Well, the Swifties have cracked the case once again. After months of fan speculation about the identity of one of her new co-writers, Taylor Swift revealed that boyfriend Joe Alwyn helped her write two Folklore songs under the pseudonym William Bowery. While speaking about the track "Exile" during her Disney+ concert film Folklore: The Long Pond Studio Sessions, the singer explained to collaborators Jack Antonoff and Aaron Dessner that Bowery couldn't join them to share his thoughts on the track — because he's not a real person.
"So, William Bowery is Joe [Alwyn]... as we know," Swift revealed. She went on to explain that the actor, who is secretly a talented piano player, actually came up with the piano riff of and some of the first verse. "Joe plays piano beautifully and he's always just playing and making things up and kind of creating things," she said, adding that he wrote the piano part and sang Bon Iver's lines while they wrote the song. "I was entranced, and asked if we could keep writing that one," she said.
In addition to contributing the melody and some lyrics, Alwyn inspired the singer to make the song a duet. "It was pretty obvious it should be a duet because he's got such a low voice," Swift explained. "It sounded really good sung down there, in that register." (The song's bridge, meanwhile, was written by Bon Iver (aka Justin Vernon) after he was asked to sing on the track.)
"Exile" wasn't Alwyn's only contribution to Swift's seventh studio album; later in the film, the singer explained that she wrote fan-favorite track "Betty" with her boyfriend after hearing him sing the "entire, fully-formed chorus" in another room. "It was a step that we would never have taken because why would we have ever written a song together?" she said. "This was the first time we had a conversation where I came in and I was like, 'Hey, this could be really weird and we could hate this, so could we just, because we're in quarantine and there’s nothing else going on, could we just try to see what it’s like if we write this song together?'"
The couple's relationship survived the test — and it also inspired Swift to write "Betty" from the point of view of James, the two-timing boy at the center of her "teenage love triangle" trilogy of songs. "He was singing the chorus of it, and I thought it sounded really good from a masculine perspective. And I really liked that it seemed to be an apology," Swift continued, explaining that she's written many songs from the female perspective about yearning for an apology.
Swift herself has written songs under a pseudonym in the past, most famously helping ex Calvin Harris write "This Is What You Came For" as Nils Sjoberg. "Amazing lyric writer and she smashed it as usual," the producer confirmed in a since-deleted tweet back in 2016. In a recent conversation with Paul McCartney for Rolling Stone, Swift revealed that she created the identity by combining "two of the most popular names of Swedish males."
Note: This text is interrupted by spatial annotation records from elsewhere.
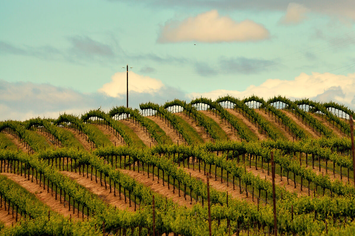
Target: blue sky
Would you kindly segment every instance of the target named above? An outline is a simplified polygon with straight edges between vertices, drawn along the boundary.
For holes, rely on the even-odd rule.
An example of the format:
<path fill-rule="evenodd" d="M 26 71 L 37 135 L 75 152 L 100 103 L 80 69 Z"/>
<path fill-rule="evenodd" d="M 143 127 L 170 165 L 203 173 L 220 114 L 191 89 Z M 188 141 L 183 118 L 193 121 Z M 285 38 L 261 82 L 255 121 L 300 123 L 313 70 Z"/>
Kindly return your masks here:
<path fill-rule="evenodd" d="M 253 93 L 354 109 L 355 4 L 333 2 L 2 1 L 0 119 L 125 105 L 127 63 L 133 107 Z"/>

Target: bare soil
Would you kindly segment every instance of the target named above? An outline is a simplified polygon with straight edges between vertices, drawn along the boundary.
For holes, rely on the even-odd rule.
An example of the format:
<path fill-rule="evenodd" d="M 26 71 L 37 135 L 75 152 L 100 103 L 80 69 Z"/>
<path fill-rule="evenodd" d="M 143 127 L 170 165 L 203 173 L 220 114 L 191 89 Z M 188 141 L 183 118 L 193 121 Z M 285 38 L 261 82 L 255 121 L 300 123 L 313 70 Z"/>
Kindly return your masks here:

While she noted that it was fun to keep her contributions hidden for a bit, Swift explained that the real reason she likes to sometimes use a pen name is to create without the pressure of having her own identity attached to the project. "I think, when a pseudonym comes in is when you still have a love for making the work and you don't want the work to become overshadowed by this thing that's been built around you, based on what people know about you. And that's when it's really fun to create fake names and write under them," she explained. Clearly, Alwyn — excuse us, William Bowery — feels the same way.